Governments tend to forget that weather is predictable only up to a certain point. It can do the unexpected (and often does) when a butterly flaps its wings somewhere…

Sparta Nova 4
February 3, 2026 7:34 am

And the insanity will continue until sufficient damage is inflicted.

Just remember, “You will have nothing and you will be happy.”

I await all the news photographs of frozen smile.

strativarius
Reply to  Sparta Nova 4
February 3, 2026 8:11 am

What do you think they think is sufficient? I wish I knew.

February 3, 2026 11:37 am

Much as I dislike the possible consequences…

… It needs to happen somewhere, soon,

..to wake politicians up to the problems THEY have created through bowing to the anti-CO2 nonsense.

Reply to  bnice2000
February 3, 2026 12:12 pm

So many years of doom and gloom predictions failed.
And all these years renewables grew and the share of electric cars increased.

The Cleantech Revolution
It’s exponential, disruptive, and now
(Link to a .pdf file)

Screenshot-from-2026-02-03-21-11-16
Bryan A
Reply to  MyUsernameReloaded
February 3, 2026 1:20 pm

Well they didn’t grow from being better products than FF generation and ICV automobiles.
They grew from Government Mandates from pressure brought by green groups.
And they grew by growing and farming subsidy $$$.
Not because they’re A better product just because they’re better at getting government money.

Reply to  MyUsernameReloaded
February 3, 2026 2:08 pm

World global energy use. (use magnifying glass to see wind and solar)

world-energy-usage
Bryan A
Reply to  bnice2000
February 3, 2026 10:52 pm

Plus 42²²

NotChickenLittle
February 3, 2026 12:44 pm

The numbers aren’t good for Germany, nor for Great Britain – they are abysmal for the UK. But the USA at least is producing more, thanks to President Trump and sane energy policies. I asked AI for how much electrical energy each country produced in 2000 compared to what’s projected for 2026, in TeraWatt hours. This does not include any imported energy.

Germany, in 2000: 652 TWh
Germany, in 2026: 575 TWh
Great Britain, in 2000: 1651 TWh
Great Britain, in 2026: 322 TWh (!!!)
USA, in 2000: 3827 TWh
USA, in 2026: 4256 TWh

Going backwards in energy production is not the way a civilization progresses…

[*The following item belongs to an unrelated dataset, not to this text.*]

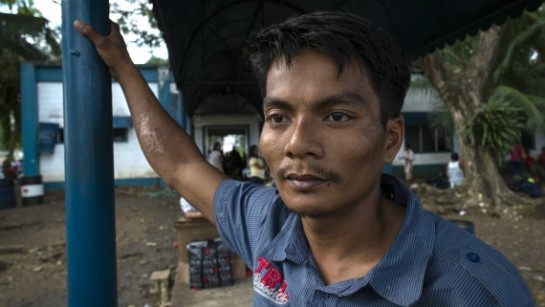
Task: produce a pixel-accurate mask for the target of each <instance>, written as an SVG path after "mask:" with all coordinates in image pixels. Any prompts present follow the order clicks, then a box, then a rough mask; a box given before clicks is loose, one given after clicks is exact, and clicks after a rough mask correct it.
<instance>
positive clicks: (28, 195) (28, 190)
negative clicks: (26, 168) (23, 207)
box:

Reply to  NotChickenLittle
February 3, 2026 1:06 pm

Do you really think Britain had 2.5x the electricity production of germany and half as much as the US?

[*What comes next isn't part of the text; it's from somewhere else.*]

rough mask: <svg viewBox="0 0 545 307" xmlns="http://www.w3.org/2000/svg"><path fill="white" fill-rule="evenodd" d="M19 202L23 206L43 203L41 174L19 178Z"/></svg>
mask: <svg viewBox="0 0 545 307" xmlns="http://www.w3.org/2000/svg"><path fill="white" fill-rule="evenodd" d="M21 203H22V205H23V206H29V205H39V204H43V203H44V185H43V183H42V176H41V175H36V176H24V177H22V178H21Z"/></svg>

Reply to  MyUsernameReloaded
February 3, 2026 2:04 pm

Seems you didn’t understand what was said… again !!

Mactoul
Reply to  NotChickenLittle
February 3, 2026 8:38 pm

Looks very unlikely that GB electricity production has gone down to one-fifth in 26 years, Such a thing would be highly noticeable.

NotChickenLittle
Reply to  Mactoul
February 4, 2026 12:26 pm

Yes, AI is not always reliable. It has given me answers ranging from one-third and less, to three-fifths produced now compared to the year 2000. The point is they are going backwards, not forwards, and by large not insignificant amounts.

posa
February 3, 2026 1:23 pm

Sorry. This one is on the German people, not the globalists. I know many Germans, who, otherwise are very smart. They’ve talked themselves into the Energiewende. As with their Anglo-American counterparts, they are imperious to data and reasoning. We can only hope the demise of Germany will be an object lesson for the rest of the world (though I’m not betting on it).

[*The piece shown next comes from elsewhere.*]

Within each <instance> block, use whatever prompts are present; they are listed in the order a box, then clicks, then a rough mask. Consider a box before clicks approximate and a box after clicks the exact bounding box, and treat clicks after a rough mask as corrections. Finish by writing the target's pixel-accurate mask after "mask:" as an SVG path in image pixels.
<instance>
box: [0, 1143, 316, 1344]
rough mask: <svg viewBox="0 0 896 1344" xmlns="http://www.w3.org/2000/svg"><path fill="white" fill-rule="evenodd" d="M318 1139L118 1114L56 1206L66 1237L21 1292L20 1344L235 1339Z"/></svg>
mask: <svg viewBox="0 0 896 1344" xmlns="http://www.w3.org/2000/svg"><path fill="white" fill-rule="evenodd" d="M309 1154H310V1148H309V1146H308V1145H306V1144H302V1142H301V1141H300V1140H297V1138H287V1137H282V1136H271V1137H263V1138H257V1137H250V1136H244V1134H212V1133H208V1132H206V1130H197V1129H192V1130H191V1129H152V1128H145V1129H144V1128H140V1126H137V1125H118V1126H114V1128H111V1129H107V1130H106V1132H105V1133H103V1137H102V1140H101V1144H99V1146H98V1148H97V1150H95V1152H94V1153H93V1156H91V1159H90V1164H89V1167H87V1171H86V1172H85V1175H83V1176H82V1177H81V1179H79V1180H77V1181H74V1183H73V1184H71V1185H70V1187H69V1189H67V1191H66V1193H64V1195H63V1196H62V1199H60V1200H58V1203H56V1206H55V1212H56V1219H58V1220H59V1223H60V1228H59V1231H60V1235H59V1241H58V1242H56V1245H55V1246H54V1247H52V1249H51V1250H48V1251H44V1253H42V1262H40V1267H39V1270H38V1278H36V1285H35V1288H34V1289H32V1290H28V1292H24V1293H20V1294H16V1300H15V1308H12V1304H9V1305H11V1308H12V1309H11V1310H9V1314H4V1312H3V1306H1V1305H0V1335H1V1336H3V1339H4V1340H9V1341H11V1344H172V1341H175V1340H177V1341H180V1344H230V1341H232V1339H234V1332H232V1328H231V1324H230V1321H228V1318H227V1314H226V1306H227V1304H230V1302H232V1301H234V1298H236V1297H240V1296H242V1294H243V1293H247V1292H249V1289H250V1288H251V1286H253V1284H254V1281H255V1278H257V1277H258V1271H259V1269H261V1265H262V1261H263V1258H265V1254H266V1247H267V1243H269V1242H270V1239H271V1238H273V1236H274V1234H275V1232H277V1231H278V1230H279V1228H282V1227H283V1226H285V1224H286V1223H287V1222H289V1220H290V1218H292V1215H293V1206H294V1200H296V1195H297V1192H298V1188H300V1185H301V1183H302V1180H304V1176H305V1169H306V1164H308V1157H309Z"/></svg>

As for globalists oligarchs, they’ve moved on from Climate Apocalypse to great enthusiasm for nuclear energy to power their demented AI Bubble. Their media propaganda mills reflect the sudden change in attitude.

Bob
February 3, 2026 3:49 pm

It doesn’t end, one crappy government policy after another biting the dust. Government influence should be kept to a minimum, all they do is screw things up.

February 4, 2026 8:49 am

Just a follow up, but this was posted in the NTZ on 1/31. So assuming that the 32.7% number is from that day (big assumption), then it has dropped a little over 2% in 4days. I just checked and it is now 30.5%. Without knowing the delivery or resupply schedule, 2%+ every 5 days could indeed leave them at or below 20% by Mar 1.

February 6, 2026 8:52 pm

One can doubt such a disaster would change the direction of Merz or get him out of office. German, French, and British rulers are not elected just as our rulers are not elected. We all live in an oligarchy where power is always available to an oligarch.Peasants freeze and eat mealybugs.